Medical AI

Develop benchmarks and best practices that help accelerate AI development in healthcare through an open, neutral, and scientific approach.

Join the Working Group

Purpose

Medical AI has tremendous potential to advance healthcare by supporting the evidence-based practice of medicine, personalizing patient treatment, reducing costs, and improving provider and patient experience. To unlock this potential, we believe that robust evaluation of healthcare AI and efficient development of machine learning code are important catalysts.

To address these two aims the Medical AI working group’s efforts are geared towards creating the fabric necessary for proper benchmarking of medical AI. This includes: (1) developing the MedPerf platform and GaNDLF to (2) establish a shared set of standards for benchmarking of Medical AI, (3) incorporate and disseminate best practices for our efforts, and (4) create a robust medical AI ecosystem by partnering with key and diverse global stakeholders that span patient groups, academic medical centers, commercial companies, regulatory and oversight bodies, and non-profit organizations.

Within the Medical AI working group we strongly believe that these efforts will give key stakeholders the confidence to trust models and the data/processes they relied on, therefore accelerating ML adoption in the clinical settings, possibly improving patient outcomes, optimizing healthcare costs, and improving provider experiences.

Deliverables

MedPerf

Improve metadata benchmarking registry
Interface with common medical data infrastructures (e.g., XNAT)
Support Federated Learning with 3rd parties
Research and development of clinically impactful benchmarks (e.g., health equity, bias, dataset diversity)
Co-develop and support benchmarking efforts

GaNDLF

Improve metadata benchmarking registry
Interface with common medical data infrastructures (e.g., XNAT)
Support Federated Learning with 3rd parties
Research and development of clinically impactful benchmarks (e.g., health equity, bias, dataset diversity)
Co-develop and support benchmarking efforts

Comprehensive Open Federated Ecosystem (COFE)

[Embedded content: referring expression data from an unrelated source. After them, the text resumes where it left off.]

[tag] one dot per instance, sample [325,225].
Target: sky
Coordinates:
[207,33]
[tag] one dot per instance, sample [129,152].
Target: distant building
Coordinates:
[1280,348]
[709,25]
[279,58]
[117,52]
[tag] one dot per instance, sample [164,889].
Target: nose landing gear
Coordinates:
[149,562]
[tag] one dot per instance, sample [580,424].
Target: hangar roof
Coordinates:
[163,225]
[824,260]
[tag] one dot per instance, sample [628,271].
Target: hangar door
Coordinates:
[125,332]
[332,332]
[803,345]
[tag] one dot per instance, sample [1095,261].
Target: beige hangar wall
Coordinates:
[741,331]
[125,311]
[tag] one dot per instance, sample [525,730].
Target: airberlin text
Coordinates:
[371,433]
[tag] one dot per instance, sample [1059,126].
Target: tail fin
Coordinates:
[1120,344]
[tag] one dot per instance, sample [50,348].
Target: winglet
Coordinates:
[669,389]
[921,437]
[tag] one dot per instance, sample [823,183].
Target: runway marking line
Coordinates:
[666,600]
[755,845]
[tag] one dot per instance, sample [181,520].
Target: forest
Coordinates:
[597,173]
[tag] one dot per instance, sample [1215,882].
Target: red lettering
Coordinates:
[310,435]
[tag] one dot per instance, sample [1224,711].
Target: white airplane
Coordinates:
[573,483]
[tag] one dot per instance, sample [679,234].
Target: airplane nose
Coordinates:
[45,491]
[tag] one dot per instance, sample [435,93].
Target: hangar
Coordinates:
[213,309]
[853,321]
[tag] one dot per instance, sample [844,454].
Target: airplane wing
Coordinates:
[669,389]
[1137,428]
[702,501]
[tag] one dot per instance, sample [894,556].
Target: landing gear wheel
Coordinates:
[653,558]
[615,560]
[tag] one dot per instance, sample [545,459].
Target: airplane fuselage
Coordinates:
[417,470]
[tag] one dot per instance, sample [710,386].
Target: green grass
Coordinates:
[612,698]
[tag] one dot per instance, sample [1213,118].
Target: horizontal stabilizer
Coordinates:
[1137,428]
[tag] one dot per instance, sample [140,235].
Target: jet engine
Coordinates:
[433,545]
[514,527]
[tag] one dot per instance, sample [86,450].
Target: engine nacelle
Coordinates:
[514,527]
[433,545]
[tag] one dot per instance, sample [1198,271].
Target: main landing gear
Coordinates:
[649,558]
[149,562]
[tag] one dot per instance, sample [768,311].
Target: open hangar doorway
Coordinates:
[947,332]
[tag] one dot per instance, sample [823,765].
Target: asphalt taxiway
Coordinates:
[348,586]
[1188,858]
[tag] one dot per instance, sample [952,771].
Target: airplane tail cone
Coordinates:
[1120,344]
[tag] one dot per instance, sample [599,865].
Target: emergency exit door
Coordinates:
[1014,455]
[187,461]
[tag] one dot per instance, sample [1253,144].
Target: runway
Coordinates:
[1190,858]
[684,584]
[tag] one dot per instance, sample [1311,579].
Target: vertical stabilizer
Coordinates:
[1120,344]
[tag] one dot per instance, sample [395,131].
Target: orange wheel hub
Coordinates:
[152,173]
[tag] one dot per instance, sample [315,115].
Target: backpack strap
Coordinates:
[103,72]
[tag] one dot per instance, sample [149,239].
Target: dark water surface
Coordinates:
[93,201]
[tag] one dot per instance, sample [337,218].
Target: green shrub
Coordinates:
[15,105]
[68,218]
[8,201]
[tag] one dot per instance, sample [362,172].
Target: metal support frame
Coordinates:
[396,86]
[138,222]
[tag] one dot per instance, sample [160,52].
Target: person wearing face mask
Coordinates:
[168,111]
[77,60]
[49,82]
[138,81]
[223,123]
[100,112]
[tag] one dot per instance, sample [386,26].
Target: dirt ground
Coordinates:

COFE is a collection of open tools that enables research and development of AI models within the clinical setting in efficient way. It consists of GaNDLF, MedPerf and OpenFL. With COFE researchers are able to design and run AI experiments in federated setting unlocking the power of diverse real-world clinical data.

Meeting Schedule

Wednesday June 24, 2026 – 07:45 – 08:40 Pacific Time

Medical Working Group Projects

GaNDLF

MedPerf

COFE

Supporting Documentation

September 2024 | Report

Supporting the FeTS global AI-enabled clinical study on brain tumors

March 2025 | Report

MedPerf Smart Contracts Feature Update

How to Join and Access Medical AI Resources

To sign up for the group mailing list, receive the meeting invite, and access shared documents and meeting minutes:

Fill out our subscription form and indicate that you’d like to join the Medical Working Group.
Associate a Google account with your organizational email address.
Once your request to join the Medical Working Group is approved, you’ll be able to access the Medical folder in the Public Google Drive.

To engage in working group discussions, join the group’s channels on the MLCommons Discord server.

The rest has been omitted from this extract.